Figure out what’s most important for you in recharging your batteries physically, emotionally, and mentally—whether it’s a familiar food, planning some alone time, or ensuring you get some time with people more similar to yourself. And recognize the importance of building up your reserve for the perseverance required to relate and adapt effectively with people from diverse backgrounds.
5. Plan ahead
Finally, be proactive by anticipating the kinds of encounters and responsibilities that will be most draining for you. When I go overseas, I try to build in an extra day at the front end to get acclimated to the time zone and my surroundings before having to jump into whatever I’m there to do. One of my colleagues prefers to do the opposite. She builds in a day at the back end of work trips and by doing so, it helps her persevere through some of the hard work by knowing what she has to look forward to at the end. If you’re going to be teaching a class with a diverse group of students and know you will need to significantly adapt your typical teaching style, plan ahead for how to build in additional time to refill your emotional tank.
Sometimes, diversity and global management professionals take our CQ Assessment and they’re surprised to see they didn’t score higher on CQ Drive, the indication of their interest and motivation for relating and working cross-culturally.

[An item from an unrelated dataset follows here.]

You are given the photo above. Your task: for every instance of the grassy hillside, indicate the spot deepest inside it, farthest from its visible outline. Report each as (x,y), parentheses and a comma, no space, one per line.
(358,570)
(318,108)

After all, this is a crucial part of their jobs! But after additional reflection, these individuals often recognize that while they’re deeply committed to the value and importance of intercultural relationships and work, they may have underestimated how taxing the work has been on them, particularly if they continually experience resistance from others.
Your emotional and physical health plays a critical role in your cultural intelligence. Create a plan for how to do strength training for working and relating cross-culturally. And be gentle with yourself when you find you’re more irritated than usual from seemingly minor differences. Take a deep breath, go for a walk, or curl up for a nap, all in the name of improving your CQ!